When you consider the RIM Playbook is 1024x600 at 7' doesn't it have much more pixels per inch? I think Apple could probably push some pixels further than that, and while it may not be 320ppi or w/e, possibly 200 ppi, it will still be so damn good that from 2 feet away from the users face, it would be impossible to see a pixel.

Then there is a few other things people keep egging on about.

  • Power constraints
  • GPU/CPU constraints
  • No such technology exist!

First off, such tech does exist that could handle this. It's called the Cortex A9 and *GASP* Apple has been using the A8 this entire time, not only that but there are very low energy multi-core versions of it. Then there would be that pesky PowerVR needing to be more powerful. Well look no further than the lower power consuming Power SGX MP: http://www.imgtec.com/PowerVR/sgx.asp

It is the multi-core version of the current PowerVR and the extra core (or cores) could be used for handling such tasks as high resolution.

Of course this is all Jetson's stuff though that could never happen right? ;)
 
wait wait

13" macbook pro = 110 DPI , people are like whoa what an awesome screen.

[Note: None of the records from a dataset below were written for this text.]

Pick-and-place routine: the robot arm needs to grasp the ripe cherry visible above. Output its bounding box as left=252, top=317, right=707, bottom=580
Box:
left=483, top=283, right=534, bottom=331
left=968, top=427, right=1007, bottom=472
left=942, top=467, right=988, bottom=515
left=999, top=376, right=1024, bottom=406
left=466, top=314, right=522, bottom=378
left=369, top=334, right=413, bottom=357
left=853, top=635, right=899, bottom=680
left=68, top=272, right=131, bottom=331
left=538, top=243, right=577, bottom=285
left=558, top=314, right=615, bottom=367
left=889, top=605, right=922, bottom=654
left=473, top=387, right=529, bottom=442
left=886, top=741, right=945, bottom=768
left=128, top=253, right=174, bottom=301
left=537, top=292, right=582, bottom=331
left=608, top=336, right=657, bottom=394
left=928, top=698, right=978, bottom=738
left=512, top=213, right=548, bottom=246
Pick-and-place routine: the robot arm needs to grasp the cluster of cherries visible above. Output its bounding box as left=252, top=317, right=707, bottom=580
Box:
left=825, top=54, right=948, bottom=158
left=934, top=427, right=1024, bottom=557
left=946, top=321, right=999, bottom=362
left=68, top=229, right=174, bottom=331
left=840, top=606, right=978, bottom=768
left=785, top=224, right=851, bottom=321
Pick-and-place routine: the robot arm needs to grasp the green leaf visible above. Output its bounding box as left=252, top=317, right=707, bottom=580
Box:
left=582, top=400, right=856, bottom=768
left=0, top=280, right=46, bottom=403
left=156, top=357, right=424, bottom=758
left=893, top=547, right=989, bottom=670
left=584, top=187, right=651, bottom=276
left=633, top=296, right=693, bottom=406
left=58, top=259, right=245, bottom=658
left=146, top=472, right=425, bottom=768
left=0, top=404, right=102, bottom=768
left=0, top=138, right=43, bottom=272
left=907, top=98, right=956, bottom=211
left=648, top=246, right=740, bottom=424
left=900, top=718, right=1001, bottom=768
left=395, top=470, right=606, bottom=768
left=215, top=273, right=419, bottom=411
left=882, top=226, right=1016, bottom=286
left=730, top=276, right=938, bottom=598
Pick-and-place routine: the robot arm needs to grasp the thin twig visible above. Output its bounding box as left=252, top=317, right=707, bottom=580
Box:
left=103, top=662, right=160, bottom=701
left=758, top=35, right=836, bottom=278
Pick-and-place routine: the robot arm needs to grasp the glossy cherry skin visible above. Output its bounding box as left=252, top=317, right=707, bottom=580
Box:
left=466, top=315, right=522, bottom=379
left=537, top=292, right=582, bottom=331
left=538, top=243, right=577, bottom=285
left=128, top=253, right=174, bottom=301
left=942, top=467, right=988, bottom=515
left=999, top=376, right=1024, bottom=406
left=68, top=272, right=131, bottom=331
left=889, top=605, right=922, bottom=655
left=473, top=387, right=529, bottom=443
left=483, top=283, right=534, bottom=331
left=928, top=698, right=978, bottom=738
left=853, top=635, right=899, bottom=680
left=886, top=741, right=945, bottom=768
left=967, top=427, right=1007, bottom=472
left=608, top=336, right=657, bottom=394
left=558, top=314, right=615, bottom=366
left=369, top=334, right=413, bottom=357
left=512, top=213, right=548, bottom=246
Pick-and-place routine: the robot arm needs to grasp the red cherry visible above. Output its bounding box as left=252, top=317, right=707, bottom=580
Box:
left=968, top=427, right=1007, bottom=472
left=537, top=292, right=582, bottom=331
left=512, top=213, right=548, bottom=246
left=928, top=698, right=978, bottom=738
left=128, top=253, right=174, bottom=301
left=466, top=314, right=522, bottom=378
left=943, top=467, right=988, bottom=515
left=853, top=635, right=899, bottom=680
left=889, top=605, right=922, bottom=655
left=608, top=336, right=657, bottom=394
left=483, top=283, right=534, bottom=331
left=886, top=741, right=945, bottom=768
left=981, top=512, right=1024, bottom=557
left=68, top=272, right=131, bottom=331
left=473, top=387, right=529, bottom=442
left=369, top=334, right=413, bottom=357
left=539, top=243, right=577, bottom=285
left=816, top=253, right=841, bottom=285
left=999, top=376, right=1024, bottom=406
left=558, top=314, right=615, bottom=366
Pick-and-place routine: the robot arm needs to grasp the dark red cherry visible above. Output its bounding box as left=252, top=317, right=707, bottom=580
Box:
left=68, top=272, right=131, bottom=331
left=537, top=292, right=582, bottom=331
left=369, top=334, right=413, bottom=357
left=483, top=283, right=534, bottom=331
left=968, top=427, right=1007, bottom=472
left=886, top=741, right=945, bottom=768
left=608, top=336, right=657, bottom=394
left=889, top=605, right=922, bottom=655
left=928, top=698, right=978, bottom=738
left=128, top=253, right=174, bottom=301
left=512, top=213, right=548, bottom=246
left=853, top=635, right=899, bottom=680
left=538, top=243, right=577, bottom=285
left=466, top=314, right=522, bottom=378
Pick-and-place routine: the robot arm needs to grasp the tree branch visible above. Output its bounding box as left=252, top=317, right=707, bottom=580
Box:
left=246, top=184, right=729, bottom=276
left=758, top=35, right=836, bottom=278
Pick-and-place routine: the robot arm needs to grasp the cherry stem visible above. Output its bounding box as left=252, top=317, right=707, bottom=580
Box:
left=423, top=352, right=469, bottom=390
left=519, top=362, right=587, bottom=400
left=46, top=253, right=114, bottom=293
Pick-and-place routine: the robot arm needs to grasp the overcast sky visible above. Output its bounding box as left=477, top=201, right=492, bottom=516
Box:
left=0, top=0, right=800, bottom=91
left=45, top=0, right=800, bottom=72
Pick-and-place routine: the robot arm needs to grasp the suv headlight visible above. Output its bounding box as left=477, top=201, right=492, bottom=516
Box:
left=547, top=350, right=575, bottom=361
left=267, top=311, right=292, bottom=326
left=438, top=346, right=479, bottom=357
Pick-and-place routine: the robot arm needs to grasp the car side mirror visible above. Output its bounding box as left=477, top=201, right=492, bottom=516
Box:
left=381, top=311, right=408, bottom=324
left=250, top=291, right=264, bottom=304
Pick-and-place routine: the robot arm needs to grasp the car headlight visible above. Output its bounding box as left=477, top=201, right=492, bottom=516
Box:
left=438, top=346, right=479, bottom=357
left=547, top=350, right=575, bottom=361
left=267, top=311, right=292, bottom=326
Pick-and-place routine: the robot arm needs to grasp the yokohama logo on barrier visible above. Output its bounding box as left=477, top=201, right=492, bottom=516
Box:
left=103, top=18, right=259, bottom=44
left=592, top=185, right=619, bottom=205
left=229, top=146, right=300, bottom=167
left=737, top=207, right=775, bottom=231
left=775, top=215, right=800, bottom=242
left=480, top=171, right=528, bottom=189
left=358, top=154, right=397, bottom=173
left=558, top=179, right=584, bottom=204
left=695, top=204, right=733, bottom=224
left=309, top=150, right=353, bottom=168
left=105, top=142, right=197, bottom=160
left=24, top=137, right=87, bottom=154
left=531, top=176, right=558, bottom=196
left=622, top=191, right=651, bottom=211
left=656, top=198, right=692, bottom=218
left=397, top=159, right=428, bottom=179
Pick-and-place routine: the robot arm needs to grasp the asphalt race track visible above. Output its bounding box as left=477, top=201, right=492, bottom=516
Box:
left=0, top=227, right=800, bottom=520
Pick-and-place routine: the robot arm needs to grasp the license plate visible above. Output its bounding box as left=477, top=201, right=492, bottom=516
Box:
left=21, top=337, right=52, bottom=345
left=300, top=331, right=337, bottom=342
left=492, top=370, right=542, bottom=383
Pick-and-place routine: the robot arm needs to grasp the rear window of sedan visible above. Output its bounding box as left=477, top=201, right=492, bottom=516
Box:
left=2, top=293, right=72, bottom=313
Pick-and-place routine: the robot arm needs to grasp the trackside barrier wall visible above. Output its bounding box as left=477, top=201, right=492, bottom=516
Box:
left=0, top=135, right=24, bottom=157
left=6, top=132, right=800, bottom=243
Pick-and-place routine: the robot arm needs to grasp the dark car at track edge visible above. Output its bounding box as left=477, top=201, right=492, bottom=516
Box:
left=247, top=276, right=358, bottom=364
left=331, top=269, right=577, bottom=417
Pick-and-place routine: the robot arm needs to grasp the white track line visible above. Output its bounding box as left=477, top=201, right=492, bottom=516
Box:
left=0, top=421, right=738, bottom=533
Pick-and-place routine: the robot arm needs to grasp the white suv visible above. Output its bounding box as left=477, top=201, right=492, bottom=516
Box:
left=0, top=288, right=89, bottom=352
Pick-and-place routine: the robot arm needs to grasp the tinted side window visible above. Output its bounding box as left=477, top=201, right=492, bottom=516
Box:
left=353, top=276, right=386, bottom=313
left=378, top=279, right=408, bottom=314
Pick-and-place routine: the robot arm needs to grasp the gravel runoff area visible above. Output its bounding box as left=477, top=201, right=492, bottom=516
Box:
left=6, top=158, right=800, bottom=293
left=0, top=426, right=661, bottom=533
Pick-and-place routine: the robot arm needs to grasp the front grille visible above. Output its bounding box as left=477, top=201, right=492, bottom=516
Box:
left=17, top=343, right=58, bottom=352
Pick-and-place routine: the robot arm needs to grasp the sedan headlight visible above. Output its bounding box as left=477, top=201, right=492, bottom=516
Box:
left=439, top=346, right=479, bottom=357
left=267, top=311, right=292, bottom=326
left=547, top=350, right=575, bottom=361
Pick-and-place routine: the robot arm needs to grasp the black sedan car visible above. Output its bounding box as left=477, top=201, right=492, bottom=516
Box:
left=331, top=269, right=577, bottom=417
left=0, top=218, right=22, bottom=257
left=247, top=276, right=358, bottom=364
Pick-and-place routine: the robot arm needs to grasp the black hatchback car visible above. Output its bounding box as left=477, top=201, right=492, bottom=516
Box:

iPad = 132 DPI, people are like "no retina?! this sux!"

come on people!!

Good point, totally agree with you!
 
Missed the point entirely

But that's the point that the last few posts were coming to. In order to upgrade the resolution without breaking all of the existing apps, the "new and improved" iPad would have to either be a straight doubling of resolution (which, as everyone concurs, would be too expensive and too processor intensive), or use a fractional multiplier and risk making lots of apps look bad. Either way, developers would need time to fix their apps, so if a higher-resolution display is coming, we'll hear about it well before it ships.

No, my point was that the term "retina display" never existed before the iPhone 4. People use it now like it means something, like it has become part of the lexicon. However, it means crap. we could call it a poop display and it would not mean anything more. The iPad has an incredible display already. When it first came out, there was nothing in a portable machine that could even come close to matching it. However, since the iphone4 came out, people throw these words out like it has meant something. My point is not that their won't be a resolution increase in the next generation, it's that the term that these people keep using, is meaningless. If you want to talk about higher resolution, that is fine. But I think it is ridiculous to use that term.
 
iPad 3 will absolutely meet the specs you listed. Currently, the architecture can't support that resolution. Apple has an iPad 3 under a black cloth running at least a 1080p screen that today cost them $5000. When it becomes affordable in two years and graphic chipsets smaller, more powerful it will be available for purchase.
 
iPad 3 will absolutely meet the specs you listed. Currently, the architecture can't support that resolution. Apple has an iPad 3 under a black cloth running at least a 1080p screen that today cost them $5000. When it becomes affordable in two years and graphic chipsets smaller, more powerful it will be available for purchase.

Unless the competition is no where near it, in that case it will be held back for iPad 4

;)
 
No, my point was that the term "retina display" never existed before the iPhone 4. People use it now like it means something, like it has become part of the lexicon. However, it means crap. we could call it a poop display and it would not mean anything more.

They use the term like it means something, because, well, it does. It even has a definition - 'a screen whose resolution is high enough that the human eye cannot detect the individual pixels' or something along those lines. Like it or not, that's exactly how language works - it's a constant evolution - and the term 'retina display' is making its way into the lexicon. That's why dictionaries must be constantly updated.

As an owner of both an iPad and an iPhone 4, I still find the pixel resolution to be the iPad's greatest weakness. For me, it has nothing to do with reading distance, because I have good enough vision that I use both devices at about the same distance. I don't know what is in the pipeline, but I have to believe that if they can fit a graphics chip powerful enough to run the display in the iPhone 4, that the tech to scale that up to the iPad, which is ~5 times larger, can't be too far behind.
 
Eventually, yes, the iPad dpi will improve but the need is not as pressing as other issues.